- Original author: Russ Wetmore
- Developers: Batteries Included Ariolasoft (EU)
- Initial release: 1984; 42 years ago
- Written in: Action!
- Platform: Atari 8-bit, Apple II, Commodore 64 / 128, PCjr

= HomePak =

HomePak, published in 1984 by Batteries Included, is an integrated application written for the Atari 8-bit computers and ported to the Commodore 64, Commodore 128, IBM PCjr, and the Apple II, as well as for early Macintosh ("The Mac HomePak"). It includes a word processor (HomeText), database (HomeFind), and terminal communications program (HomeTerm). HomePak was designed by Russ Wetmore (who previously wrote the game Preppie!) for Star Systems Software, Inc. The Commodore 128 version was ported by Sean M. Puckett and Scott S. Smith.

The Atari 8-bit version of HomePak is implemented in the Action! programming language from Optimized Systems Software.

==Reception==
Ahoy! warned "don't expect more than you pay for", stating that while HomeText was "quite nice" and HomeTerm was "wonderful," HomeFile was "very disappointing. Anyone who needs to use the database for even a mildly sophisticated operation will be frustrated and confused ... a total mess".

In a review of the HomeTerm portion of the package, Ron Luks wrote in a 1984 review for ANALOG Computing, "A superb terminal program is rare indeed, but in my collection of over two dozen Atari terminal programs, I have two or three that meet the "superb" criteria. Only one, however, can be the best.

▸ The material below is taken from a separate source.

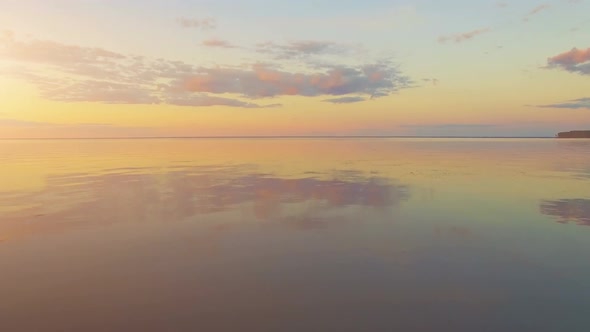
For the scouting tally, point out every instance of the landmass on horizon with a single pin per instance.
(574, 134)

Hometerm is, quite simply, the best."

In a 1986 Page 6 review, the author had technical problems using HomeTerm in the UK. He called HomeFind, "elegant, friendly and very easy to use," and wrote that HomeText, "might even tempt me away from my trusty old Atariwriter."

==Legacy==
With Sparky Starks, Wetmore co-authored a similarly styled Atari 8-bit application called HomeCard. It was advertised as an "electronic filing box" and "intelligent Rolodex." HomeCard was published by Antic Software in 1985.